In der zweiten Alarmphase ab dem 15. Oktober bis zum Jahresende gab es 25 Überschreitungstage. Davon fielen 23 in die Zeit des Feinstaubalarms, nur zwei wurden von den Prognosen des Wetterdienstes nicht erfasst. Die Überschreitungen bis zum 6. Dezember sind von der LUBW mit dem von der EU anerkannten gravimetrischen Messverfahren abgesichert, zwölf Überschreitungstage gelten als vorläufig und müssen noch bestätigt werden. Nur wenige der vorläufigen Werte liegen nahe der 50-Mikrogramm-Grenze. Eine Korrektur der 59 Überschreitungstage ist unwahrscheinlich.

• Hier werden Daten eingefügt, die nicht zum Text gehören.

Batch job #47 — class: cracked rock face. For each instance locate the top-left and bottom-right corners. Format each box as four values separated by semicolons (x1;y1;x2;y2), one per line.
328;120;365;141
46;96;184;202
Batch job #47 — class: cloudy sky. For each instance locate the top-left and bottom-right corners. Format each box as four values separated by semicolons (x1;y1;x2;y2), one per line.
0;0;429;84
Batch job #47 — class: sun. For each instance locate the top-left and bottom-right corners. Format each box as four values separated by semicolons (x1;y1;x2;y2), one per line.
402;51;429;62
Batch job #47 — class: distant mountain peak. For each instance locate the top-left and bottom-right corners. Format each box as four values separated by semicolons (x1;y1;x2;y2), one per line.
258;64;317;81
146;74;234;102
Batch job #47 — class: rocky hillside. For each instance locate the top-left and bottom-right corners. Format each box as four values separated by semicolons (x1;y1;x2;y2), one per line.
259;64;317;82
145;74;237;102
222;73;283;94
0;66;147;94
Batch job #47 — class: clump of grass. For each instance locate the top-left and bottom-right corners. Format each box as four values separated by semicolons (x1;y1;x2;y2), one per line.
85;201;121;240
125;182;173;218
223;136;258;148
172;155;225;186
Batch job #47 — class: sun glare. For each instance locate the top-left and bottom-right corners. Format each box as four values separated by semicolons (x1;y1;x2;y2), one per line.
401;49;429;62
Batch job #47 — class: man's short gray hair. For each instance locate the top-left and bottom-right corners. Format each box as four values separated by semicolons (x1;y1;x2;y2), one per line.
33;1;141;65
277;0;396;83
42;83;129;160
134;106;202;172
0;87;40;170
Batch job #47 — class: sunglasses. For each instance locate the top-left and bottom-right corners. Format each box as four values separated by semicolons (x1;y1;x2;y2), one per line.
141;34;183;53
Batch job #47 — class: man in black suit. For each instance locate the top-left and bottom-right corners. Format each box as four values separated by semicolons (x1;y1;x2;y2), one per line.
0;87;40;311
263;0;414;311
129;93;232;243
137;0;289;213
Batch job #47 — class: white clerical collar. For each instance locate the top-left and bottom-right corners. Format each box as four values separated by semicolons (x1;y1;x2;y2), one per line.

Die Lage beim krebserregenden Feinstaub bessert sich mit geringen Rückschlägen seit 2005 nahezu kontinuierlich. Der Jahresmittelwert wird auch am Neckartor seit 2011 eingehalten. Ein Grund dafür ist auch die Filtertechnik für Dieselmotoren. Zur lokalen Belastung am Neckartor trägt das Abgas des Straßenverkehrs nach Berechnungen für das Landes-Verkehrsministerium mit sechs Prozent, der Verkehr ansonsten durch Bremsen- und Reifenabrieb und die Aufwirbelung von Staub mit 31 Prozent bei. Das Verkehrsministerium nimmt an, dass auch der Tagesmittelwert in wenigen Jahren eingehalten werden könne. Die Autohersteller werden bald auch in Benzinfahrzeuge Partikelfilter einbauen. Das ist nötig, weil durch Direkteinspritzung von Kraftstoff bei der Verbrennung feinste Partikel entstehen.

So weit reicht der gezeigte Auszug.